季節の問題か色々効いているのか分からないが、アトピーが少しだけ楽になってきている。将棋に例えれば、少し相手の攻めが細くなってきたかな、という場面で、ここが一番危ないし肝心なところだ。しっかり丁寧に受け潰していきたい。

棋士になってから2年が経った。その頃、つまり2018年の9月の事は鮮明に思い出せるのだが、その1年前の2017年の9月の事はすぐには思い出せなかった。
カレンダーを開いて、その頃の予定を見た。あぁ!! 覚えてる覚えてる。

前半を見ると、
小倉一門研、阿部光瑠vs、順位戦記録、そして三段リーグ。
次の週にはアベケンvs、杉本vsとある。
本当にバリバリの棋士の方に教わっていたんだなぁ。感謝である。


週末には、友達に会う、という日があった。
この「友達」は元奨励会員で、今でも仲良い。僕のファッションの師匠で、一緒にコートを買いに行ったのだった。
そして驚くべきはこの友達の将棋の師匠が、なんと戸辺先生なのである。
今では戸辺先生は僕のカラオケの師匠でもあるから、少しややこしい。

コートを買った後、せっかくだからと戸辺先生と待ち合わせて、師弟の久々の再会にお邪魔する形で僕もご一緒した。確か、蒲田のステーキ屋だったな。
友達から、いかに戸辺先生に憧れているかとよく聞かされていた。奨励会の対局の時、必ず直筆の扇子を使っていたっけ。この世界には珍しい年の近い師弟で、ずっと、ちょっと羨ましかった。

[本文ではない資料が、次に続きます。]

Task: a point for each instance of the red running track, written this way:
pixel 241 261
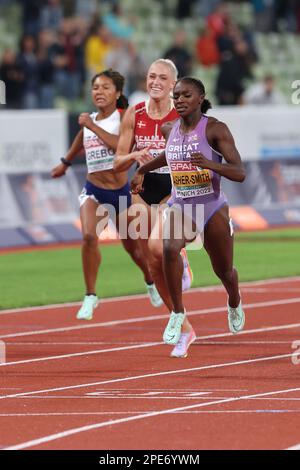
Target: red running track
pixel 110 383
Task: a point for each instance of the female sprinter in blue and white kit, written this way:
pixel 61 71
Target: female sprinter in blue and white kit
pixel 99 136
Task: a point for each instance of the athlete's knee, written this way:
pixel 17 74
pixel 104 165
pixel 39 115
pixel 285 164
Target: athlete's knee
pixel 226 275
pixel 155 250
pixel 90 239
pixel 133 249
pixel 171 249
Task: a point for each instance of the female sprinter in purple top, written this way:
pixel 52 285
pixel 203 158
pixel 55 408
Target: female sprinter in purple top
pixel 194 151
pixel 99 135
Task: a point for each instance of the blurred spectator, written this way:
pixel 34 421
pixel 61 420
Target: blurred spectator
pixel 51 15
pixel 121 58
pixel 97 47
pixel 264 15
pixel 207 51
pixel 206 7
pixel 140 94
pixel 46 40
pixel 233 34
pixel 178 53
pixel 117 24
pixel 184 8
pixel 218 18
pixel 28 62
pixel 264 93
pixel 68 60
pixel 11 73
pixel 233 71
pixel 86 8
pixel 31 16
pixel 287 11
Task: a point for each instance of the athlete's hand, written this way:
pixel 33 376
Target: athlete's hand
pixel 137 183
pixel 198 159
pixel 59 170
pixel 143 156
pixel 85 120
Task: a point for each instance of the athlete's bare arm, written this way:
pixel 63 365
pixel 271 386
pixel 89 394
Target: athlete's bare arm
pixel 124 155
pixel 166 128
pixel 110 140
pixel 221 140
pixel 75 148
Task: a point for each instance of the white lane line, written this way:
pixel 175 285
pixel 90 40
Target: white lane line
pixel 84 353
pixel 145 296
pixel 110 343
pixel 145 345
pixel 100 413
pixel 296 447
pixel 91 427
pixel 206 311
pixel 145 376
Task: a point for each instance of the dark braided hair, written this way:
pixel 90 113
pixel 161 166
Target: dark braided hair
pixel 206 104
pixel 118 80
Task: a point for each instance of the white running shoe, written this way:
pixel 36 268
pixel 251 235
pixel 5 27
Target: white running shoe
pixel 86 311
pixel 187 275
pixel 173 329
pixel 236 318
pixel 153 293
pixel 185 340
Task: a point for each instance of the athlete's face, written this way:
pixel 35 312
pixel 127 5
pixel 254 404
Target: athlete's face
pixel 160 81
pixel 104 92
pixel 187 98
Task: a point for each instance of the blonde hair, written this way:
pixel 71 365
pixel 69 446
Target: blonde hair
pixel 169 64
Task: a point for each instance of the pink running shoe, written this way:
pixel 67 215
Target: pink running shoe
pixel 185 340
pixel 187 276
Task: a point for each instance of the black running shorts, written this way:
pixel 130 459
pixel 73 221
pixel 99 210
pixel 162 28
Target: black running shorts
pixel 156 186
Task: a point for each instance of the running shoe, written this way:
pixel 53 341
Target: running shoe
pixel 173 329
pixel 86 311
pixel 236 318
pixel 153 293
pixel 185 340
pixel 187 275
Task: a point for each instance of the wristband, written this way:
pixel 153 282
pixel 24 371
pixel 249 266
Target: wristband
pixel 65 162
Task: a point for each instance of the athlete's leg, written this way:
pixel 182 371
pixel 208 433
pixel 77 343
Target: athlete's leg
pixel 133 246
pixel 173 242
pixel 91 257
pixel 218 242
pixel 155 245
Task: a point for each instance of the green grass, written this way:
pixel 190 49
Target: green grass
pixel 54 276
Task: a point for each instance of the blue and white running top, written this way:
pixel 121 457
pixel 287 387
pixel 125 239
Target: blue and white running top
pixel 98 156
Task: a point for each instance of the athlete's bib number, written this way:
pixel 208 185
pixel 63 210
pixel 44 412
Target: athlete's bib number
pixel 190 181
pixel 99 159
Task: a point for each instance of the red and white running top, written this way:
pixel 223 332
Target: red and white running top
pixel 98 156
pixel 147 131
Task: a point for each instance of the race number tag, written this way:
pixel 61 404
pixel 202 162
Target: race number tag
pixel 190 180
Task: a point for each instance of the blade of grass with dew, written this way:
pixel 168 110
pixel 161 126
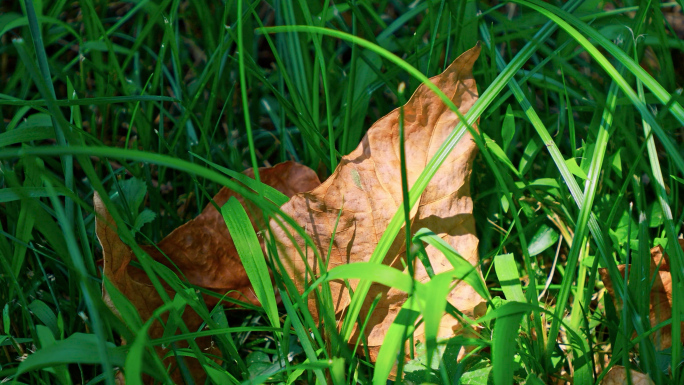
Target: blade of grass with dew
pixel 504 343
pixel 251 255
pixel 462 268
pixel 507 272
pixel 562 18
pixel 403 325
pixel 675 252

戸辺先生とまともにお話したのはこの日が初めてだった。なのに、「山本くん、最近横歩取りを指してるらしいね。」と言われたのには驚いた。「横歩取りも悪くないけどね。」 明らかに不満気だった。
肉をほおばりながら、「振り飛車一本で行きなよー!」戸辺調の励ましで、なんとなく飛車を振る気になったのだった。

そしてご縁は続くもので、少し後、機会があってなぜかカラオケをご一緒して、帰る方向が一緒だったので電車で二人になった。
電車が動いて少しして、ずっと明るいトーンだった戸辺先生が真剣なトーンに変わった。
「今やれる事は全部やった方がいい。格上の先輩にも自分から研究会を申し込むべき。」と真剣な口調で言って来て、お酒で鈍った意識を慌てて鋭くした。急に真剣な話になって少しビックリしたのだ。

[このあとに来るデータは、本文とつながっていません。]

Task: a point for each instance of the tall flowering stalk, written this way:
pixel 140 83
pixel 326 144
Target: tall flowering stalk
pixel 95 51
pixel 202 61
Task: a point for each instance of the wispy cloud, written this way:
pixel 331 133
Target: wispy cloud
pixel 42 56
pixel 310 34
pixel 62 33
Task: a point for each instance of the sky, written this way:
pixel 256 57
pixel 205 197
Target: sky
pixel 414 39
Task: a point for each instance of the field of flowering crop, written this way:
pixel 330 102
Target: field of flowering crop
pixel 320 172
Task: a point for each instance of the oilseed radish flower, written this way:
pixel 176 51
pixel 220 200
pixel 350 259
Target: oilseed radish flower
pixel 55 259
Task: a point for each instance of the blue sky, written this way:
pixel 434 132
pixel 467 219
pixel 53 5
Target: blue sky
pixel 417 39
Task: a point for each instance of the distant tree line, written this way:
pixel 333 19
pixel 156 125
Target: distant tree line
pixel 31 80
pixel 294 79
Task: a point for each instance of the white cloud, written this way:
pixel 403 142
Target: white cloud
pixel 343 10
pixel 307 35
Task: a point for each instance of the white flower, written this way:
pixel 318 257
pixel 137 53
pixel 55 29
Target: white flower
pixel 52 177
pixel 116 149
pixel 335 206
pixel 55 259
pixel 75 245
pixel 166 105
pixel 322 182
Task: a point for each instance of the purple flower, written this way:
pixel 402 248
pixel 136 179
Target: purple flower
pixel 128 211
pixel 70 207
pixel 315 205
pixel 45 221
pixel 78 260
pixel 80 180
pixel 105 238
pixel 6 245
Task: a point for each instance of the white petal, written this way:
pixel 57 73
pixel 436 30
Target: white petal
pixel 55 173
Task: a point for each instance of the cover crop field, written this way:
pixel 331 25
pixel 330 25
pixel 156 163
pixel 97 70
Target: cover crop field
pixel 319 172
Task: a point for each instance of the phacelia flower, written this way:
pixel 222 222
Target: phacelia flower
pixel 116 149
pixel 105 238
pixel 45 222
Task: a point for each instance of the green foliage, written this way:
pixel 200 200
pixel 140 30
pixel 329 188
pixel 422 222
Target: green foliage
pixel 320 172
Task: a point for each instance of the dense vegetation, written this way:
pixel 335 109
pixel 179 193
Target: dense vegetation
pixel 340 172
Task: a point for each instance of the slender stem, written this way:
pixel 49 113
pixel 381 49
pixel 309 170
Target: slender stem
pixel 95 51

この人さっきまでカラオケであんな叫んでたのに…とチラッと思ったが、棋士の先生にそんな事を言われたのは初めてだった。
わざわざ「勉強しろ」などと言わない世界である。

帰ってから、疲れた体でグルグル考えた。どういうことなんだろう?

よく考えたら難しい事はない。そのままの意味である。とにかく将棋をやるしかないのだ。すぐに、友達から聞いた戸辺先生の連絡先に「将棋を教えて下さい。」と連絡したのだった。

ーー

思い出して、改めて戸辺さんに感謝と、懐かしい気持ちになった。(今では親しみを込めて戸辺さんと呼ばせて頂いている。)

あれから3年近く経った2020年の8月
23日に、僕がNHK杯に出場して、解説 戸辺誠七段で番組が放映された。
あの時からは想像も出来なかったことだ。人とのご縁と、未来の事は、全く予想できないしそれだけに面白い。

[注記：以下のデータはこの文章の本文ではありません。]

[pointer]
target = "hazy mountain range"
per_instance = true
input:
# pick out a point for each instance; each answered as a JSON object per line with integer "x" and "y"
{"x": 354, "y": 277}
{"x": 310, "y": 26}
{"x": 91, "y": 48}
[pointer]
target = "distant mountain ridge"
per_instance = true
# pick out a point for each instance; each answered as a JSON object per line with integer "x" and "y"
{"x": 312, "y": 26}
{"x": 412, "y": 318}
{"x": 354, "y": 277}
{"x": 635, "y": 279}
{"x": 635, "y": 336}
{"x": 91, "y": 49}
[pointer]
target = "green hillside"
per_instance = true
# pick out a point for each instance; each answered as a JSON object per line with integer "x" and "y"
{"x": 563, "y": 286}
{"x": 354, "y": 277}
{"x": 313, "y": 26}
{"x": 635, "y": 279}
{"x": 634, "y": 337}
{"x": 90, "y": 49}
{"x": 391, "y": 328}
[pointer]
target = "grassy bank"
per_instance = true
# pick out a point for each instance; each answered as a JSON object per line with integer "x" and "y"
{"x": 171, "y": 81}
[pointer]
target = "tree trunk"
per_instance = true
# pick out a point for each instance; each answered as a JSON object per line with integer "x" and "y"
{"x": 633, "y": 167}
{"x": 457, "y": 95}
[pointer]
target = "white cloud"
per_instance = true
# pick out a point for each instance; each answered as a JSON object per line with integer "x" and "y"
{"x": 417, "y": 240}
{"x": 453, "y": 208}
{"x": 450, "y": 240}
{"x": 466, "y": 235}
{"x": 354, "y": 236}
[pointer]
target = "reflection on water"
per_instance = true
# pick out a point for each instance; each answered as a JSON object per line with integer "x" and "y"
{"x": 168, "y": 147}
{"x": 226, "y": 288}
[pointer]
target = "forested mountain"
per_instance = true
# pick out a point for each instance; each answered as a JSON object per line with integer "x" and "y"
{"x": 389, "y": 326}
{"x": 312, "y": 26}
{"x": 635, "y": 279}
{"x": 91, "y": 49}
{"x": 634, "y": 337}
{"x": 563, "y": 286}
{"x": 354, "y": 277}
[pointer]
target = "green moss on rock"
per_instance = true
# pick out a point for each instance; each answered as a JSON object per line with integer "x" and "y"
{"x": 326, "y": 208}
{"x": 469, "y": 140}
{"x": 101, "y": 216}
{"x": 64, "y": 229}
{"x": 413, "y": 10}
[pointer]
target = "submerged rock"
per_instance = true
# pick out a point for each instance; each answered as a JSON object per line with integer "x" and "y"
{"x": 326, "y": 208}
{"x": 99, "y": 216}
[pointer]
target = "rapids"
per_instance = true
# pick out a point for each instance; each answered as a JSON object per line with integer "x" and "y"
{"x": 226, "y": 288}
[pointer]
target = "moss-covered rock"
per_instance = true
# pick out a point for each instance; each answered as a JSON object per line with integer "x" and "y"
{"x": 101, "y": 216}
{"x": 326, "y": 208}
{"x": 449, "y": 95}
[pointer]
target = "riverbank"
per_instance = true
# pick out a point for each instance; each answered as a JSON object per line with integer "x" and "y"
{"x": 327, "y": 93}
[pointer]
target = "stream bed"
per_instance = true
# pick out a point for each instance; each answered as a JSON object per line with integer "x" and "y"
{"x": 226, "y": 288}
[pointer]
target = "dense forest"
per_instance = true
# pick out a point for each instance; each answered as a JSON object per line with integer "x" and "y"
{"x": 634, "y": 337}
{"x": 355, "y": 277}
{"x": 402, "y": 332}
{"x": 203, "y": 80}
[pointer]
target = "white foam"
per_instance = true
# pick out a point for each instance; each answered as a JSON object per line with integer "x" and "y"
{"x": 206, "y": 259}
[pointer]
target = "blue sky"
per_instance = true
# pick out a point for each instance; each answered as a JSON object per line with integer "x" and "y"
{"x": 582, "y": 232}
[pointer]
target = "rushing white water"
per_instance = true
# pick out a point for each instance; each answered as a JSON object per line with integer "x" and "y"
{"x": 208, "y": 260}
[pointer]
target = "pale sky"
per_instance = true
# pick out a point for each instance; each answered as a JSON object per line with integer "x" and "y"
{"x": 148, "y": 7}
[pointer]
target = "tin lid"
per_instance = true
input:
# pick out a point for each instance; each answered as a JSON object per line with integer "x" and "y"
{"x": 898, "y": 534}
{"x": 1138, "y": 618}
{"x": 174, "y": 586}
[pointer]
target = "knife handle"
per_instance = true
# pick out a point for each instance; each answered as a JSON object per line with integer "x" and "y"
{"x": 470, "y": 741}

屋敷九段相手に詰みを逃して痛恨の僕。見かねた戸辺さんはパフェに連れて行ってくれた。
そして、戸辺さんとパフェを食べながらこの頃の話もしたのだった。読み上げの和田さんもふんふんと聞いてくれた。
和田さんが帰りに、この出口がNHKに近いですよと教えてくれたが、次はもう来ない事に気付いて悲しくなった。1年後、僕は渋谷にいるのだろうか? パフェは食べているだろうか? 全ては、未知だしこれから決まる事だ。

棋士は勝つ事で、未来を明るくする事が出来る。将来どうなるかは分からなくてもまずは目の前の一局。そして目の前の一手。

僕の24歳は始まったばかりだ。